Molecular design of a splicing switch responsive to the RNA binding protein Tra2ß.

ABSTRACT

Tra2ß regulates a number of splicing switches including activation of the human testis-specific exon HIPK3-T in the Homeodomain Interacting Protein Kinase 3 gene. By testing HIPK3-T exons of different intrinsic strengths, we found Tra2ß most efficiently activated splicing inclusion of intrinsically weak exons, although these were spliced at a lower overall level. Both the RRM and N-terminal RS-rich region of Tra2ß were required for splicing activation. Bioinformatic searches for splicing enhancers and repressors mapped four physically distinct exonic splicing enhancers (ESEs) within HIPK3-T, each containing the known Tra2ß AGAA-rich binding site. Surprisingly disruption of each single ESE prevented Tra2ß-mediated activation, although single mutated exons could still bind Tra2ß protein by gel shifts and functional splicing analyses.

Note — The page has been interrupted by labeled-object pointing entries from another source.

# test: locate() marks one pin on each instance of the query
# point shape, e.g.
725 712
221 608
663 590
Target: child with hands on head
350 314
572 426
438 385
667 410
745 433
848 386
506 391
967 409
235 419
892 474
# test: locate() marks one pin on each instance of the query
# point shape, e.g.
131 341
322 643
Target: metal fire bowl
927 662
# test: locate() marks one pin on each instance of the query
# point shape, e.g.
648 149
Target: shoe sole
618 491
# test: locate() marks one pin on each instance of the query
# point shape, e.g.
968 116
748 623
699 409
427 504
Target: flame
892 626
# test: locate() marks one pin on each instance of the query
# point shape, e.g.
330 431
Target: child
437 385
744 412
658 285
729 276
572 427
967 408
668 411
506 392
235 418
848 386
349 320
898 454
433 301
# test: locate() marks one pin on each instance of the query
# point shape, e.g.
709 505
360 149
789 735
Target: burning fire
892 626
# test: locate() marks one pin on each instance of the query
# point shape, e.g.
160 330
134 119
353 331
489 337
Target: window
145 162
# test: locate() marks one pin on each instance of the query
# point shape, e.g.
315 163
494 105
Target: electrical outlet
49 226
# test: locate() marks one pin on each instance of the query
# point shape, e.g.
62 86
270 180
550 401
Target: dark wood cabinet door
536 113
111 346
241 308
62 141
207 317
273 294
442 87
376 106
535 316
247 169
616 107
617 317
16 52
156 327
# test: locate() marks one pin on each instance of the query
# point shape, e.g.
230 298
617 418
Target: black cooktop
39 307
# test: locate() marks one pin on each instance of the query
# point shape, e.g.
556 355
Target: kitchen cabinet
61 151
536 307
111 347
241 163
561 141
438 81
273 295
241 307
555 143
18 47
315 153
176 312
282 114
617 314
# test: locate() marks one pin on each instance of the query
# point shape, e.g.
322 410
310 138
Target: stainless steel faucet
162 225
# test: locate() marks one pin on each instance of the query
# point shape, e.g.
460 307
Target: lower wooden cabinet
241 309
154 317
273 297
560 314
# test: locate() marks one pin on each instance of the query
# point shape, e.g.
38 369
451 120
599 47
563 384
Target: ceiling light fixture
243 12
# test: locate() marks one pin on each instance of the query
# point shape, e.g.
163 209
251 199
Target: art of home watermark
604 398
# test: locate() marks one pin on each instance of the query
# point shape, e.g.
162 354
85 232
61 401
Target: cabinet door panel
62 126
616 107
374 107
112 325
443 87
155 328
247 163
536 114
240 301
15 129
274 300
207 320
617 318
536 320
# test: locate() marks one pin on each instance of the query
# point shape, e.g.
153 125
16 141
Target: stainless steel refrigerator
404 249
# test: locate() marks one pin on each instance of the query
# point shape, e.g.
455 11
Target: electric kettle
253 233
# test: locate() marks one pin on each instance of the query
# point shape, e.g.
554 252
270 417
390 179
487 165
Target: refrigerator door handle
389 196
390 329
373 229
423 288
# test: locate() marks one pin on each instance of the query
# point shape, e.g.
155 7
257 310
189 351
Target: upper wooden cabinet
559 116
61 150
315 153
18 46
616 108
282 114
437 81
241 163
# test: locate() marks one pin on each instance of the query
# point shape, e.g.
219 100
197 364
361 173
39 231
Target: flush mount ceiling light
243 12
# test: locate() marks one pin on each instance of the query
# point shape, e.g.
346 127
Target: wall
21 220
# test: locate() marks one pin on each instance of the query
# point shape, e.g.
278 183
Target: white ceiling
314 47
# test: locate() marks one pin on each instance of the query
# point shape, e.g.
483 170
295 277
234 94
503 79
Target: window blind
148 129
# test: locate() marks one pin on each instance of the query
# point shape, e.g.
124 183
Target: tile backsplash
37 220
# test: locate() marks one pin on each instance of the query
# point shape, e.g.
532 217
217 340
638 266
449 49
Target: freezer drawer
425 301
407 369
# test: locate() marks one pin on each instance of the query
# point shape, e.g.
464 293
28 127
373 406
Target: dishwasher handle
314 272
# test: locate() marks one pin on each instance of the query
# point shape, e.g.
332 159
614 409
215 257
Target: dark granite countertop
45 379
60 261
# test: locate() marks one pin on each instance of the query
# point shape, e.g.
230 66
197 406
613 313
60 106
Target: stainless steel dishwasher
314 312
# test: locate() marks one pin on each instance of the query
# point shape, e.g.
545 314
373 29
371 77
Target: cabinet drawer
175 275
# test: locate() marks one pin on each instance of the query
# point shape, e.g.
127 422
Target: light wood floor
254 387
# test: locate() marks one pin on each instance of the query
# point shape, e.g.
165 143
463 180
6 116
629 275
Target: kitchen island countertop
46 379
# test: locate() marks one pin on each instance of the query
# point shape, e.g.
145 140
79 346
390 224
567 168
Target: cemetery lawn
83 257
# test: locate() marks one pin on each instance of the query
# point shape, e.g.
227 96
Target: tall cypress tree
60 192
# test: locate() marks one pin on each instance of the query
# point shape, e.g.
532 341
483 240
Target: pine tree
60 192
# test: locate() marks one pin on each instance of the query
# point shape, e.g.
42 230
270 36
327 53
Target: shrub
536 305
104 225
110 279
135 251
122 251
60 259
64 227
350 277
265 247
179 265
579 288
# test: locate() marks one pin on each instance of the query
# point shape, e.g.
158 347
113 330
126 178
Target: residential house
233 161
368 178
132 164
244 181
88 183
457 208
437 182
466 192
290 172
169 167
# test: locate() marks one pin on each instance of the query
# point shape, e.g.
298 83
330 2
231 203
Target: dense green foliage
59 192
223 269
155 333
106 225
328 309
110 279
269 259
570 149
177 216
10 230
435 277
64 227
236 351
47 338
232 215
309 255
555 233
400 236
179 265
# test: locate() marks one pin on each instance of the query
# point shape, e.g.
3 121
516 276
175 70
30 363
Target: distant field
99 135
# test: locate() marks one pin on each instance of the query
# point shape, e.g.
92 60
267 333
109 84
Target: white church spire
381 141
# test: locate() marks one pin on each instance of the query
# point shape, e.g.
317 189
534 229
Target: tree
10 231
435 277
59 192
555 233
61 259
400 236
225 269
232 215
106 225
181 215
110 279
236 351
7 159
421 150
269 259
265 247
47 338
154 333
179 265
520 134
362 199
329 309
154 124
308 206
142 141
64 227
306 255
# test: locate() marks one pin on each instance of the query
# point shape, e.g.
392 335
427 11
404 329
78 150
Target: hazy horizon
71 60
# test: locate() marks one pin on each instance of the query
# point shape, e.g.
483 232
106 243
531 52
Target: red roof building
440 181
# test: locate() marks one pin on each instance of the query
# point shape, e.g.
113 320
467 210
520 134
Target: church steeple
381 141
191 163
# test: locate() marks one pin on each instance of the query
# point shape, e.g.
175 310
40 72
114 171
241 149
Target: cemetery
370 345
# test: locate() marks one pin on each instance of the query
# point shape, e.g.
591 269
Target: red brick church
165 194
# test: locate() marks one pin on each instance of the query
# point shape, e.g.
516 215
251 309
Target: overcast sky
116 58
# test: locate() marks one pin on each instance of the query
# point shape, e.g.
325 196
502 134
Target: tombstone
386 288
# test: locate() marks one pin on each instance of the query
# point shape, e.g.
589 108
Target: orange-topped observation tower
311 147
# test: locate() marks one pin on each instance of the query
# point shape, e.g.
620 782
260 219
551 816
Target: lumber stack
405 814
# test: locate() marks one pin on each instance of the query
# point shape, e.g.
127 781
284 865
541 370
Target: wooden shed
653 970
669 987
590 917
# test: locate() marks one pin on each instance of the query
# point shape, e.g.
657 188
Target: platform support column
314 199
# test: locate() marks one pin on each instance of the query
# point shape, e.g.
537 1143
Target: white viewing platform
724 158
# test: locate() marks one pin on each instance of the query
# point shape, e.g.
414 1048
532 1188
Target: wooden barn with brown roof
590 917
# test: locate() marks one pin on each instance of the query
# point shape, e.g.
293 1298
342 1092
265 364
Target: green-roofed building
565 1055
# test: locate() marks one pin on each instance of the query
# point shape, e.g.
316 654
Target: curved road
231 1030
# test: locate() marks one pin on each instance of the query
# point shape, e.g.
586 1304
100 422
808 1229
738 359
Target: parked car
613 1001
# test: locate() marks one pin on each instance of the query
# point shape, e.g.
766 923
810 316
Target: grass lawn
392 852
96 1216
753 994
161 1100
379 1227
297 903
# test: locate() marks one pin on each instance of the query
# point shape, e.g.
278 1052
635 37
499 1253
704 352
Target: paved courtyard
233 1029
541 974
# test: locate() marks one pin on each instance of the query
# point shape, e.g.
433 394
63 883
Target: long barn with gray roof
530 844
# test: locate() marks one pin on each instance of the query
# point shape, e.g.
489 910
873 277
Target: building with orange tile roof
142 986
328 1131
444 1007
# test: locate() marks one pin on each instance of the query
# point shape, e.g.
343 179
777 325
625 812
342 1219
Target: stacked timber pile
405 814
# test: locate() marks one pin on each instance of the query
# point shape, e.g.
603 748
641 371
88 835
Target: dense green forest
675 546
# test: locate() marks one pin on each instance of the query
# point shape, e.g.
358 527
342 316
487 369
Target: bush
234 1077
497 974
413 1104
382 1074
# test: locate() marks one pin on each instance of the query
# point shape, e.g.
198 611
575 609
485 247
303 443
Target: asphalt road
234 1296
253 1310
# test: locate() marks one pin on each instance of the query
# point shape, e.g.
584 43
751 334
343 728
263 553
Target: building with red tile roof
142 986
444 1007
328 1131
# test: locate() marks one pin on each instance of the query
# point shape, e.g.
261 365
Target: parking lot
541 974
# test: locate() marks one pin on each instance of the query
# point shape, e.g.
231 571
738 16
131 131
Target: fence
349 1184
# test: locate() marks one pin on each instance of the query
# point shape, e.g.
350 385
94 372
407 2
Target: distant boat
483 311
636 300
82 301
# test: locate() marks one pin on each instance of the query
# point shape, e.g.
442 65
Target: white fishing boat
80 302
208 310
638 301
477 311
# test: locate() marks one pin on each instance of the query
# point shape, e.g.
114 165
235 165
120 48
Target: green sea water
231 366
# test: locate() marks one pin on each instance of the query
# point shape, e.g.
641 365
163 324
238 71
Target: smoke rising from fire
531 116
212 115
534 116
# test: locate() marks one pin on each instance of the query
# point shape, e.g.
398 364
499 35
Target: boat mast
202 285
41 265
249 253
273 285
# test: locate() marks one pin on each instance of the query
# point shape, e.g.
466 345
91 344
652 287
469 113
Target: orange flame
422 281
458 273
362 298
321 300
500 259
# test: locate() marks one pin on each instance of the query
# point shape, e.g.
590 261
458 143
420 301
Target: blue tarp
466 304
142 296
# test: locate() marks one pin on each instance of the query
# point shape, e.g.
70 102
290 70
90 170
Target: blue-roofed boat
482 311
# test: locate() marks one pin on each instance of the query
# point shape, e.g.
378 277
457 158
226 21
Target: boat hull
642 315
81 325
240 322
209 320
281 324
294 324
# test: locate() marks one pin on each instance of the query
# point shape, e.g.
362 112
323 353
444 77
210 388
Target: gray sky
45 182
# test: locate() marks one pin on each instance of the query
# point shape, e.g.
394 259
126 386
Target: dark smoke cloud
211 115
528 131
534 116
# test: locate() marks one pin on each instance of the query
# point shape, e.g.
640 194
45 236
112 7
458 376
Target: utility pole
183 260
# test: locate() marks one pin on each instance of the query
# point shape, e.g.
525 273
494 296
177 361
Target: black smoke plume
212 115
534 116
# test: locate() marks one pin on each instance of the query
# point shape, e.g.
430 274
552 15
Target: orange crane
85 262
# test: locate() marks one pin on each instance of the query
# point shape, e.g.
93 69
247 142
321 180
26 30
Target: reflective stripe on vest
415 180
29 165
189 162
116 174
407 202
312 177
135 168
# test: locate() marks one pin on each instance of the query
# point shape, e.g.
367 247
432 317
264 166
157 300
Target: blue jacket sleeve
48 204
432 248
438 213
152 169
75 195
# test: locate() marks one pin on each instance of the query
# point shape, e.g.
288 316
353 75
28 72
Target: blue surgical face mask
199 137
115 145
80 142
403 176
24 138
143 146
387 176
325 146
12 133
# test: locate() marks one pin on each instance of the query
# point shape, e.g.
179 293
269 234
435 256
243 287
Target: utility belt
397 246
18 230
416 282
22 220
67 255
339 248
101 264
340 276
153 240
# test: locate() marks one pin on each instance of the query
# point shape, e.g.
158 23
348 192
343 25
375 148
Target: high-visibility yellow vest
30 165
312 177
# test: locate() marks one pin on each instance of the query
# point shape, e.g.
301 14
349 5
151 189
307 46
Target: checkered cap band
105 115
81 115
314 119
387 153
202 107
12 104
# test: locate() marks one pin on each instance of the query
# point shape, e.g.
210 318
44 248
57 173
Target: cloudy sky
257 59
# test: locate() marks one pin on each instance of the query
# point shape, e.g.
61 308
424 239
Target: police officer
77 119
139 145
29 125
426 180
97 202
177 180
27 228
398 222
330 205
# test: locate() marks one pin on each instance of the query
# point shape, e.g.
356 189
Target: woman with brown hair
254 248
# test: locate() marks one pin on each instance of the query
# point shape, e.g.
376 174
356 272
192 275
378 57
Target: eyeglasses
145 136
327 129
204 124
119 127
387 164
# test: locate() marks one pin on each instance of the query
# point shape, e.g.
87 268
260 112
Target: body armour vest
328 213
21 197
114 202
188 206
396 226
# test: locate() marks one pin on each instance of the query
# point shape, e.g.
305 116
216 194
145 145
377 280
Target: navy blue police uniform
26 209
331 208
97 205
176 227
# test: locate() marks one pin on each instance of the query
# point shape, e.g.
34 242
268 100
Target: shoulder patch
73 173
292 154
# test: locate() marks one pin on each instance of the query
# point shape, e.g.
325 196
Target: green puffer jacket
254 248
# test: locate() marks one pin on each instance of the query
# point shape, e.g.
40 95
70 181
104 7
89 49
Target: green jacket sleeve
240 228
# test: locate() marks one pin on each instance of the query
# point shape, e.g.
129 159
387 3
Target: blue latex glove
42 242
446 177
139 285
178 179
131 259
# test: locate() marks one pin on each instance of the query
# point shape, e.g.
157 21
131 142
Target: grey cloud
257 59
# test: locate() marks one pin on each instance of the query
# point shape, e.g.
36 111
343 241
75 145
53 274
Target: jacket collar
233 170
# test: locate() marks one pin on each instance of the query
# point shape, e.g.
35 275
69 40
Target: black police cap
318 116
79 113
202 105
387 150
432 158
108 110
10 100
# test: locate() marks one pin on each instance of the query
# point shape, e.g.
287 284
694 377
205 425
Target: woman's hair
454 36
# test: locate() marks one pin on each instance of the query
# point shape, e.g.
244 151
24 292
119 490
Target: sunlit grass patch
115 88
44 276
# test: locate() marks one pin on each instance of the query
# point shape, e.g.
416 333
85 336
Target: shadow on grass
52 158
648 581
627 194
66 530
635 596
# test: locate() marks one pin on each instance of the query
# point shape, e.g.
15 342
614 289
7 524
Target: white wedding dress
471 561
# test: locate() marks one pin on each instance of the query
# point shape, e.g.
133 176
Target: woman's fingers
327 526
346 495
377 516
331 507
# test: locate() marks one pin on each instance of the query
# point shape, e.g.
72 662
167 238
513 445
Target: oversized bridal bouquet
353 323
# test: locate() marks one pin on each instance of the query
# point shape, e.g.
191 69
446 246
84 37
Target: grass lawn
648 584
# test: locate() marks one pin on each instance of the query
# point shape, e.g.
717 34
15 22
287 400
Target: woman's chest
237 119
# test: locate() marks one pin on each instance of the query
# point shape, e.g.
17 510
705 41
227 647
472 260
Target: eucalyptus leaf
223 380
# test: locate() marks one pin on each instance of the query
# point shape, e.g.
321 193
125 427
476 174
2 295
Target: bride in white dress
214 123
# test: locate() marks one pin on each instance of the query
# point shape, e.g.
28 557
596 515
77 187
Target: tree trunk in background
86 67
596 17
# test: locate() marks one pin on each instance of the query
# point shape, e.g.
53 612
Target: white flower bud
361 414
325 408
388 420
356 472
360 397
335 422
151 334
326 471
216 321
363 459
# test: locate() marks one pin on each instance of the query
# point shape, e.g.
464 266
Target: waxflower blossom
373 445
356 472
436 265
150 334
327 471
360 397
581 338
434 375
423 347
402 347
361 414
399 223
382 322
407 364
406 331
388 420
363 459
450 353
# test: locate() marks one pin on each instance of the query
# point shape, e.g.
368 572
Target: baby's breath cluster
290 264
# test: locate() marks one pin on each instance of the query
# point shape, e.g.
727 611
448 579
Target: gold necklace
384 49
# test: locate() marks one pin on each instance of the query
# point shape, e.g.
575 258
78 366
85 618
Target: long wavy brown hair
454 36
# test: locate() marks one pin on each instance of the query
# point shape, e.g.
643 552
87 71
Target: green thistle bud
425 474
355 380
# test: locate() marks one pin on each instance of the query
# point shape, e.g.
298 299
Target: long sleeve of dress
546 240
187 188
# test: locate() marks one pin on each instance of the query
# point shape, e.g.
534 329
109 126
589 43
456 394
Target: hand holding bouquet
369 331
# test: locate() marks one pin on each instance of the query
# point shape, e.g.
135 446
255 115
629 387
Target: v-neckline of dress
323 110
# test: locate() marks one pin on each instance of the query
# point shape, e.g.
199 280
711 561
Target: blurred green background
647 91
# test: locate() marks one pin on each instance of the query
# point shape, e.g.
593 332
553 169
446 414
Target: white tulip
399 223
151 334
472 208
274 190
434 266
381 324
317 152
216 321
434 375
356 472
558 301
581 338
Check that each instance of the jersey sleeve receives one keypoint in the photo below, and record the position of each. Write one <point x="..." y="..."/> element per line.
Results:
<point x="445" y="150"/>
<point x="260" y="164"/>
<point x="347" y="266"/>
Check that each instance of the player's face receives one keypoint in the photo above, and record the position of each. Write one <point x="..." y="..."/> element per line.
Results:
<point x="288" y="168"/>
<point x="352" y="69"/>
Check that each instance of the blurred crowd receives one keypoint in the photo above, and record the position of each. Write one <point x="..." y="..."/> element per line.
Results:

Titration experiments indicate an additive model of HIPK3-T splicing activation, requiring availability of an array of four distinct ESEs to enable splicing activation. To enable this efficient Tra2ß-mediated splicing switch to operate, a closely adjacent downstream and potentially competitive stronger 5'-splice site is actively repressed. Our data indicate that a novel arrangement of multiple mono-specific AGAA-rich ESEs coupled to a weak 5'-splice site functions as a responsive gauge. This gauge monitors changes in the specific nuclear concentration of the RNA binding protein Tra2ß, and co-ordinately regulates HIPK3-T exon splicing inclusion.